ZeRO 3 NVMe Offload?

Question

ZeRO 3 NVMe Offload?

Vbansal21 opened this issue 2 years ago · comments

Firstly, thank you for making the weights open to all!

Now, how to do inference/fine-tuning with ZeRO 3 NVMe/CPU Offload, since this project is based on Megatron project, that shouldn't be much difficult to implement?

Mikhail Khrushchev · Answer 1 · Tue Jun 28 2022 21:07:50 GMT+0800 (China Standard Time)

You can use ZeRO Offload while finetuning your model.
You can extend our version of Megatron by adding CPU/NVME offload for inference, it is not very hard. However, GPU wil have to download entire model (200 GB) for each inferred token. It takes additional 8 sec for each inferred token in best configuration =(

Victor · Answer 2 · Tue Jun 28 2022 23:55:47 GMT+0800 (China Standard Time)

@MichaelEk can't you generate multiple tokens in parallel for different string prefixes? E.g. forward with a batch of 4 sentences. That way one can remove the bottleneck of streaming weights to GPU memory if their need permits such use.

Vaibhav Bansal · Answer 3 · Wed Jun 29 2022 02:02:24 GMT+0800 (China Standard Time)

@MichaelEk Thanks for replying.

Actually I wasn't able to implement the offload while inference, that's why I created an issue here. It would be nice if an updated script could be provided.😅

Mikhail Khrushchev · Answer 4 · Wed Jun 29 2022 04:48:58 GMT+0800 (China Standard Time)

@MichaelEk can't you generate multiple tokens in parallel for different string prefixes? E.g. forward with a batch of 4 sentences. That way one can remove the bottleneck of streaming weights to GPU memory if their need permits such use.

Yes, actually you can.

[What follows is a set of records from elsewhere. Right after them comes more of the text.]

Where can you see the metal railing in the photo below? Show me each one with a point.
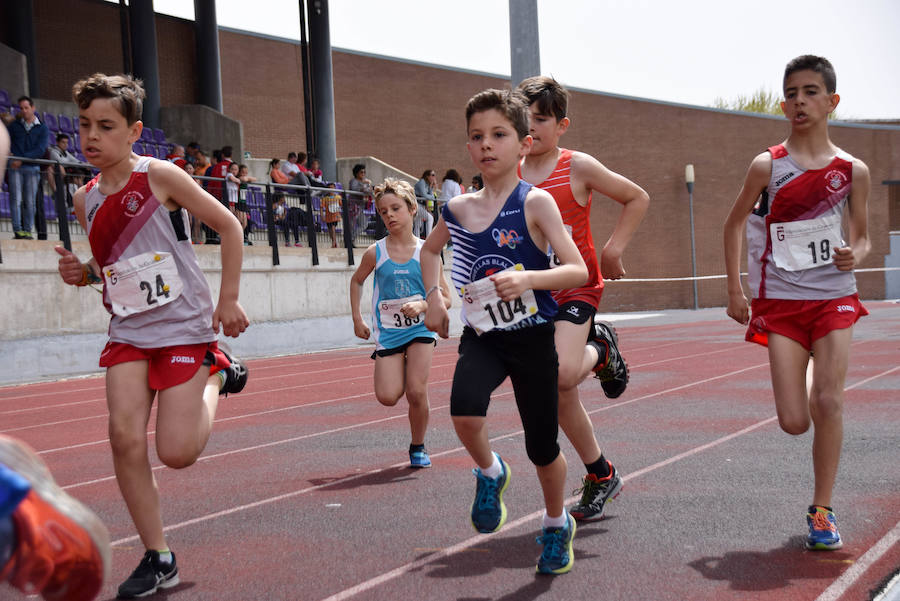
(274, 213)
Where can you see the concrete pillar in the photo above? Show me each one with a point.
(209, 72)
(524, 46)
(323, 87)
(20, 30)
(145, 58)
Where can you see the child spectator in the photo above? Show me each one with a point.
(800, 272)
(403, 346)
(162, 335)
(504, 279)
(572, 178)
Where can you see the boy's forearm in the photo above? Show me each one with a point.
(558, 278)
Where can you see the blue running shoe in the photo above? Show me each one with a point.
(419, 459)
(823, 534)
(488, 510)
(557, 557)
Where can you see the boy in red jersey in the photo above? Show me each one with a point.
(163, 329)
(572, 178)
(800, 272)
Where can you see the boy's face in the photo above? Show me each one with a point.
(545, 129)
(806, 101)
(395, 213)
(106, 137)
(494, 145)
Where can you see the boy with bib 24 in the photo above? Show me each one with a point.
(801, 272)
(163, 328)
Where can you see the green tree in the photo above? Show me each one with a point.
(761, 101)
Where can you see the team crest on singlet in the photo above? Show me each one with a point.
(836, 180)
(132, 202)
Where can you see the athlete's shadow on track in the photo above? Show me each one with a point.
(162, 593)
(518, 552)
(775, 569)
(350, 481)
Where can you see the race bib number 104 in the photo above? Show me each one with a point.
(141, 283)
(485, 311)
(801, 245)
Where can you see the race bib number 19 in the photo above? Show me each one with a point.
(485, 311)
(800, 245)
(142, 283)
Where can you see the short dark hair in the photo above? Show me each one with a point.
(551, 97)
(510, 103)
(811, 62)
(126, 92)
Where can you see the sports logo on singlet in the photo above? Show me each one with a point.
(504, 237)
(836, 180)
(132, 202)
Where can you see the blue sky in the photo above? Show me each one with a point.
(691, 51)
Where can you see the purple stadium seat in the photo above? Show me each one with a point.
(65, 124)
(50, 121)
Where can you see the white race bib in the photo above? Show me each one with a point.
(392, 318)
(484, 311)
(800, 245)
(142, 283)
(554, 260)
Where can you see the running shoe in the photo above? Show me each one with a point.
(237, 373)
(611, 370)
(488, 510)
(595, 494)
(823, 534)
(419, 459)
(62, 549)
(150, 576)
(557, 556)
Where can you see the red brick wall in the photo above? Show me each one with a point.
(411, 116)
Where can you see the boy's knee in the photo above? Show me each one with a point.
(177, 458)
(794, 425)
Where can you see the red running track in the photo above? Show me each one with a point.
(303, 491)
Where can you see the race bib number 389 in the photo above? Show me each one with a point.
(485, 311)
(141, 283)
(800, 245)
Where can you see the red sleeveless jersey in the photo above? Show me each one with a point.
(577, 219)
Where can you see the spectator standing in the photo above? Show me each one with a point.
(363, 187)
(332, 203)
(425, 196)
(451, 187)
(72, 179)
(29, 138)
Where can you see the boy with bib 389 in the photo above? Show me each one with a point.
(800, 269)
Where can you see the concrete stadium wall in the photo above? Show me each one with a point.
(410, 116)
(51, 330)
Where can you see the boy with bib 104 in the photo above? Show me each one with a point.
(801, 252)
(502, 273)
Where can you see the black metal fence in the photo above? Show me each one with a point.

If you have a lot input prefixes, you can significantly reduce the the total time spent loading weights. However, the total time of one generation will be too long to use it, for example, in chatbot.

Pavel · Answer 5 · Sat Aug 06 2022 01:48:06 GMT+0800 (China Standard Time)

You can use ZeRO Offload while finetuning your model. You can extend our version of Megatron by adding CPU/NVME offload for inference, it is not very hard.

Thanks for the hint. Was able to run on RTX 3070 TI 😃

can't you generate multiple tokens in parallel for different string prefixes?
Yes, actually you can. If you have a lot input prefixes, you can significantly reduce the the total time spent loading weights.

Can you tell a little more about this? I feel that now I need to do this, but I do not know where to start.

Victor · Answer 6 · Sat Aug 06 2022 04:31:13 GMT+0800 (China Standard Time)

@pskucherov do you have a fork that's ready to pick up and start from for a single GPU?

Pavel · Answer 7 · Sat Aug 06 2022 17:20:59 GMT+0800 (China Standard Time)

@pskucherov do you have a fork that's ready to pick up and start from for a single GPU?

No, I don't have a working code yet. But it will work soon.
Running on nvme in this config is useless. On CPU RAM it is more realistic, although it is still very long.

In any case, it's all in a private repository.

Igal Alkon · Answer 8 · Sat Aug 13 2022 22:20:58 GMT+0800 (China Standard Time)

@pskucherov Being able to run on RTX 3070 Ti is really great.
If you could share some code how to "ZeRO Offload" that would be nice!

Vaibhav Bansal · Answer 9 · Sun Sep 04 2022 20:47:22 GMT+0800 (China Standard Time)

Huggingface accelerate seems to be the solution. Closing issue.